A administração pública portuguesa lançou algumas soluções digitais pioneiras que são exemplos inspiradores de uma abordagem cidadã. Curiosamente, sempre procurou combinar digitalização com simplificação para criar serviços públicos contínuos, ou seja, repensando os processos de prestação de serviços em vez de digitalizar processos obsoletos ou redundantes. Ao fazer isso, evitou a armadilha que muitos países não têm, que é transformar burocracias em e-burocracias. Atualmente, Portugal está trabalhando para aumentar a interoperabilidade dentro do setor público para superar os silos de dados e interconectar entidades públicas. Procura também aplicar o princípio europeu de “uma única vez”, de modo que os cidadãos só tenham de fornecer uma informação específica às administrações apenas uma vez.
Esses esforços colocaram os cidadãos em primeiro lugar, centralizando os serviços públicos em torno dos acontecimentos da vida das pessoas e adaptados às realidades locais, de modo que os serviços públicos se tornem genuinamente serviços para o público.
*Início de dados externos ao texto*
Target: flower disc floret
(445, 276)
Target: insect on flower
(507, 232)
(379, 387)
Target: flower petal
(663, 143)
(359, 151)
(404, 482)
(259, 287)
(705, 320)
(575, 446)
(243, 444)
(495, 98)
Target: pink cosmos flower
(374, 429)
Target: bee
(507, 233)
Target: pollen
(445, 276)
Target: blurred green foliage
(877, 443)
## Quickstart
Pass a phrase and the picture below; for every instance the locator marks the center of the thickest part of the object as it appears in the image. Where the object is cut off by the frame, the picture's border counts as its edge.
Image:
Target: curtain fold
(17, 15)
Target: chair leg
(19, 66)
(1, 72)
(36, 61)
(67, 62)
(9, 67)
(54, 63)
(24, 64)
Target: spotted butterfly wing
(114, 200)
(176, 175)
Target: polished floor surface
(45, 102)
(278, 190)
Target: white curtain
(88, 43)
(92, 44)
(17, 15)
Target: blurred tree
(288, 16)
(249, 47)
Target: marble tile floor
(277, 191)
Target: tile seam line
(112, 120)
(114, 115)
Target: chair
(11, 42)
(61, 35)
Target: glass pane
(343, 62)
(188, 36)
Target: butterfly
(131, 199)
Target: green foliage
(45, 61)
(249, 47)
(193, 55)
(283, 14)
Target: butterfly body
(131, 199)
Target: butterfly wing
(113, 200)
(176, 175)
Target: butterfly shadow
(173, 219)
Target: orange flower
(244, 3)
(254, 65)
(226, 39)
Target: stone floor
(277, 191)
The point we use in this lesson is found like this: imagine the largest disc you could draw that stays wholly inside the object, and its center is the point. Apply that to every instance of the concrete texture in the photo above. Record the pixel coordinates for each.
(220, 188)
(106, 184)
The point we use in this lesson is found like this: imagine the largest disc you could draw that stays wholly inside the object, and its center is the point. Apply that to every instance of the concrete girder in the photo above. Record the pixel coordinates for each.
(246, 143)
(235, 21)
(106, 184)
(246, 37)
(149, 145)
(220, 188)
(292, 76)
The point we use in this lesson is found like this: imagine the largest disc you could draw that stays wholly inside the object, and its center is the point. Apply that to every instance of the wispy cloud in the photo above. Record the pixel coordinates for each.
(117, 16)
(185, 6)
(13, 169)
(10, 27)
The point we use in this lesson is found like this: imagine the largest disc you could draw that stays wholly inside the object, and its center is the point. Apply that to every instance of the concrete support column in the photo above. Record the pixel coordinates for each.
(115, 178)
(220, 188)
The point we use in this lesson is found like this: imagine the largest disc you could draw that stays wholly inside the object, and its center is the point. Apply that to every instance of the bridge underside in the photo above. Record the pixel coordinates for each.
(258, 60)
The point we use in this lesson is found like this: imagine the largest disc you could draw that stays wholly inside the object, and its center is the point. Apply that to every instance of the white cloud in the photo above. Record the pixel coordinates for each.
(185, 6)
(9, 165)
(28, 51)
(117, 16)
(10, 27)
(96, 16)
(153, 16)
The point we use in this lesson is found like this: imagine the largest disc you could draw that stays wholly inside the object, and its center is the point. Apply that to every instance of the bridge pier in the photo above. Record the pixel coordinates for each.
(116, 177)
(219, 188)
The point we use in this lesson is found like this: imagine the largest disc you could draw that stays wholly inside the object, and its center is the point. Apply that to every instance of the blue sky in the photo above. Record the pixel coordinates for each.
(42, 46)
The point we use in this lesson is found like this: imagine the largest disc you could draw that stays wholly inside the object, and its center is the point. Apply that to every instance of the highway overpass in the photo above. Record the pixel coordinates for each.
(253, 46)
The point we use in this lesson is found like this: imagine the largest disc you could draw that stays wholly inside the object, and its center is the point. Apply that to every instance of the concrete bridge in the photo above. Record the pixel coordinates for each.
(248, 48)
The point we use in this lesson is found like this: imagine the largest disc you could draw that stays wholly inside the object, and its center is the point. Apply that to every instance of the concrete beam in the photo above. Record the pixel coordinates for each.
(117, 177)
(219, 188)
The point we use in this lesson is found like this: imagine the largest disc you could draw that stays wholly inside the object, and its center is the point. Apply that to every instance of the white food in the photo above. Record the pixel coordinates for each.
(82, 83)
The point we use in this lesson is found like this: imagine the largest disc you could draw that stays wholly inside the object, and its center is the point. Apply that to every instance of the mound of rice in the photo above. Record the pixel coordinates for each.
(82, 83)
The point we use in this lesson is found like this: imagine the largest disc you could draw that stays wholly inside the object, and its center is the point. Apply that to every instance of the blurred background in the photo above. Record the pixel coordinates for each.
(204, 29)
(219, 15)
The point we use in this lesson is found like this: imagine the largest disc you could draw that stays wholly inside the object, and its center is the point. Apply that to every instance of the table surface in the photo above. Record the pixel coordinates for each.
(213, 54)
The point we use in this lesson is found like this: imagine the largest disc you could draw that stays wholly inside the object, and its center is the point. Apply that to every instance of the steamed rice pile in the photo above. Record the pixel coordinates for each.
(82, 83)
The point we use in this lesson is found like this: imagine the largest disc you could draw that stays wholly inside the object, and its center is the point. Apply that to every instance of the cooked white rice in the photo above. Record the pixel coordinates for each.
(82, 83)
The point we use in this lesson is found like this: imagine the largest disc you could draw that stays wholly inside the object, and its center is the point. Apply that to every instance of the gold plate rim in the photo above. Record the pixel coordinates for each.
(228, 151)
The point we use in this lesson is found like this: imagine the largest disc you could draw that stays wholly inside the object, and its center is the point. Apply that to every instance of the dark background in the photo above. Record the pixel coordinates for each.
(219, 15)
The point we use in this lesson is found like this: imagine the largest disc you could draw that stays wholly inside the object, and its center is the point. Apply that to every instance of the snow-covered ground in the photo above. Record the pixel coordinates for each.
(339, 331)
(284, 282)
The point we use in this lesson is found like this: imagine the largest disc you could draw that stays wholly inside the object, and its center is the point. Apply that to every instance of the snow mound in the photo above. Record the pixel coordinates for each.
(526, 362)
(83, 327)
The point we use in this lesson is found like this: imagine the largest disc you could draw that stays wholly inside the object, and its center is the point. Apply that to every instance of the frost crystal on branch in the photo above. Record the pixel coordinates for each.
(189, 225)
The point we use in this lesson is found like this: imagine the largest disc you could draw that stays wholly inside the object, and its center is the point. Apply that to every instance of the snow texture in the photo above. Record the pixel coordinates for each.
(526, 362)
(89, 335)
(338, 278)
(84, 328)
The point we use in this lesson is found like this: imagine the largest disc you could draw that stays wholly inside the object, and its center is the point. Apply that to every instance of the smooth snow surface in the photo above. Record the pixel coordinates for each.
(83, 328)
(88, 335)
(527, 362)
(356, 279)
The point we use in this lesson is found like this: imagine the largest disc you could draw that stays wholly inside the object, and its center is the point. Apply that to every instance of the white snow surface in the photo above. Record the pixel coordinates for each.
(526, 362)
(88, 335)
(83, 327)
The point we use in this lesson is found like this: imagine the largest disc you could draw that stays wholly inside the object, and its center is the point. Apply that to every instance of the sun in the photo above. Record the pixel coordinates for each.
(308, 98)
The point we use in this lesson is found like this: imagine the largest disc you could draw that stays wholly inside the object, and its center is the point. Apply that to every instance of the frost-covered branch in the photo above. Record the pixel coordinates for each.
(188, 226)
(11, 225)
Incluem iniciativas concretas que melhoraram a vida das pessoas de formas tangíveis, como cartões de cidadão, receitas médicas eletrónicas e um único portal de acesso a todos os serviços governamentais, o e-Portugal. Um dos diferenciais desta plataforma lançada em 2019 é que o atendimento ao cidadão é organizado a partir de eventos de vida, não com base nas prerrogativas de cada administração pública.
Uma análise recente da jornada digital de Portugal em direção ao progresso inclui muitos insights para reformadores digitais que desejam imitar seu exemplo. Também fornece evidências sobre os resultados e o impacto das reformas digitais, inclusive em termos de ganhos de eficiência e economia fiscal para o erário público. Esse tipo de evidência do valor pelo dinheiro é especialmente importante em tempos de crise, onde as restrições orçamentárias são particularmente agudas. Também ajuda a justificar melhor o retorno sobre o investimento de se tornar digital, apesar dos altos custos iniciais. As medidas de impacto são impressionantes e ilustram os benefícios da transformação digital. Por exemplo, o SIMPLEX + 2017 contribuiu para economizar anualmente 8.142 milhões de horas aos cidadãos, 6,3 milhões de horas às empresas e 560.000 horas à administração pública. Os benefícios produzidos por essas 40 iniciativas do Programa SIMPLEX + 2017 representam 0,12% do PIB. Como tal, as reformas digitais são um investimento, e não um custo.
Existem muitas lições da experiência portuguesa. O mais importante é que modernizar o governo não envolve apenas tecnologia. Trata-se de transformar o governo e alterar as relações tradicionais entre cidadãos e burocracias, colocando as pessoas em primeiro lugar e no centro. Trata-se de repensar as burocracias de forma que sirvam melhor os cidadãos, em vez de os cidadãos terem que servir a burocracias pesadas com base no papel. No seu cerne, é uma mudança de cultura nas administrações públicas para restaurar o próprio conceito de serviço público. Trata-se de mudar mentes e melhorar vidas e, em última análise, fortalecer a confiança no governo.